The majority of the C programs I have analyzed which use an integer to represent a Boolean data type use the following method. This method takes advantage of the following convention in the C programming language:
When the C programming language tests an integer value in a context which requires the test to return “true” or “false” (e.g., in the expressions tested by “if” and “while” statements), the integer 0 is interpreted to be “false” and all other integers are interpreted to be “true”. In such a scenario, the integer 0 is called “falsey” and all other integers are called “truthy”. This convention of the C programming language applies regardless of the size of the integer and regardless of whether the integer is defined to be signed or unsigned. For example, signed integers less than 0 and signed and unsigned integers greater than 0 are interpreted to be “true” because they are not the integer 0.
Therefore, taking advantage of this convention, a C programmer will represent “false” as 0, and (often) a C programmer will represent “true” as 1, but they are not limited to 1 as the only “truthy” value.
Note that C programmers often abstract the integers representing “true” and “false” by using C pre-processor macros, so that the actual values they choose to represent “true” and “false” are not exposed in the body of the source code, like the following:
#define TRUE 1
#define FALSE 0
int x = FALSE;
int y = TRUE;
Here are some examples of using integers in the Boolean context of an “if” statement:
int x = 0;
if (x) {
/* will not be executed because x is not “truthy” */
} else {
/* will be executed because x is “falsey” */
}
int x = 1;
if (x) {
/* will be executed because x is “truthy” */
} else {
/* will not be executed because x is not “falsey” */
}
int x = 72;
if (x) {
/* will be executed because x is “truthy” */
} else {
/* will not be executed because x is not “falsey” */
}
int x = -1;
if (x) {
/* will be executed because x is “truthy” */
} else {
/* will not be executed because x is not “falsey” */
}
int x = -29;
if (x) {
/* will be executed because x is “truthy” */
} else {
/* will not be executed because x is not “falsey” */
}
If the C programmer does not want to rely on this convention of “truthy” and “falsey” interpretation of integers in a Boolean context, the C programmer can explicitly test the value of the integer with a comparison operator.
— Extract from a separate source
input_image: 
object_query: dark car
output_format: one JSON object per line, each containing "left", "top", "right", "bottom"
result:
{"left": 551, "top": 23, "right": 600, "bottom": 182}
For example, each of the above examples can be re-written using the “x != 0” comparison (read as, x does not equal 0), as in the following:
int x = 0;
if (x != 0) {
/* will not be executed because x != 0 is false */
} else {
/* will be executed because x != 0 is false */
}
int x = 1;
if (x != 0) {
/* will be executed because x != 0 is true */
} else {
/* will not be executed because x != 0 is false */
}
int x = 72;
if (x != 0) {
/* will be executed because x != 0 is true */
} else {
/* will not be executed because x != 0 is false */
}
int x = -1;
if (x != 0) {
/* will be executed because x != 0 is true */
} else {
/* will not be executed because x != 0 is false */
}
int x = -29;
if (x != 0) {
/* will be executed because x != 0 is true */
} else {
/* will not be executed because x != 0 is false */
}